Design by evolution

How to evolve your neural network. AutoML: time to evolve.

The gist ( tl;dr): Time to evolve! I’m gonna give a basic example (in PyTorch) of using evolutionary algorithms to tune the hyper-parameters of a DNN.

For most machine learning practitioners designing a neural network is an artform. Usually, it begins with a common architecture and then parameters are tweaked until a good combination of layers, activation functions, regularisers, and optimisation parameters are found. Guided by popular architectures — like VGG, Inception, ResNets, DenseNets and others — one will iterate through variations of the network until it achieves the desired balance of speed and accuracy. But as the available processing power increases, it makes sense to begin automating this network optimisation process.

In shallow models like Random Forests and SVMs we are already able to automate the process of tweaking through hyper-parameter optimisation. Popular toolkits like sk-learn provide methods for searching the hyper-parameter space. At its simplest form the hyper-parameter search is performed through a grid search over all possible parameters or random sampling from a parameter distribution (read this post). These approaches face two problems: a) waste of resources while searching on bad parameter region, b) inefficient at handling a dynamic set of parameters, hence it’s hard to alternate the structure of the solver (i.e. the architecture of a DNN). More efficient methods like Bayesian optimisation deal with (a) but still suffer from (b). It is also hard to explore models in parallel in the Bayesian optimisation setting.

More power!

While the idea of automatically identifying the best models is not new, the recent large increase in processing power make it more achievable than ever before. Especially if the type of models we want to optimise are computationally hungry (e.g. DNNs).

The time has come! And it’s so important that even Google decided to include it in its annual Google I/O (~16:00 min) conference, and I’m sure many others in the industry are doing too. It is already a spotlighted project in our team @ AimBrain.

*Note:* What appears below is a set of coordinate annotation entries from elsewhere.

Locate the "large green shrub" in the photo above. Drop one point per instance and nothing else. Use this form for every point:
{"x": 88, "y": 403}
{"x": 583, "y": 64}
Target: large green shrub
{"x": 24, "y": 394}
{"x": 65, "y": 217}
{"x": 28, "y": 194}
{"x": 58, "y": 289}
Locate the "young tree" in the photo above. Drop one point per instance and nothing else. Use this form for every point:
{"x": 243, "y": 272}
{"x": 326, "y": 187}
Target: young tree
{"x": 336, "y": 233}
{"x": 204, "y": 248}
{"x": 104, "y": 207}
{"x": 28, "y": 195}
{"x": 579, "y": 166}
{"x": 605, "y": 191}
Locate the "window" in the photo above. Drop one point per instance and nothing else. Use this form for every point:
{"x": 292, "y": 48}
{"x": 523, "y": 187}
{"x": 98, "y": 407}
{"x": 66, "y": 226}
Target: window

Get in touch twitter.com/techabilly | offbit.github.io
Check out what we do in AimBrain @ http://aimbrain.com

Problem Setting

A way to think of hyper parameter optimisation, is to pose it as a meta-learning problem.

Can we make an algorithm that will explore which networks perform better at a given problem?

Note: Maybe meta-learning is a bit of term abuse, let’s not confuse it with approaches like learning to learn (e.g. this really interesting https://arxiv.org/abs/1606.04474 “Learning to learn by gradient descent by gradient descent” from Deepmind). So allow me to use the term meta-learning loosely.

Our goal is to define how many hidden layers (green) the network will have and the parameter of each one.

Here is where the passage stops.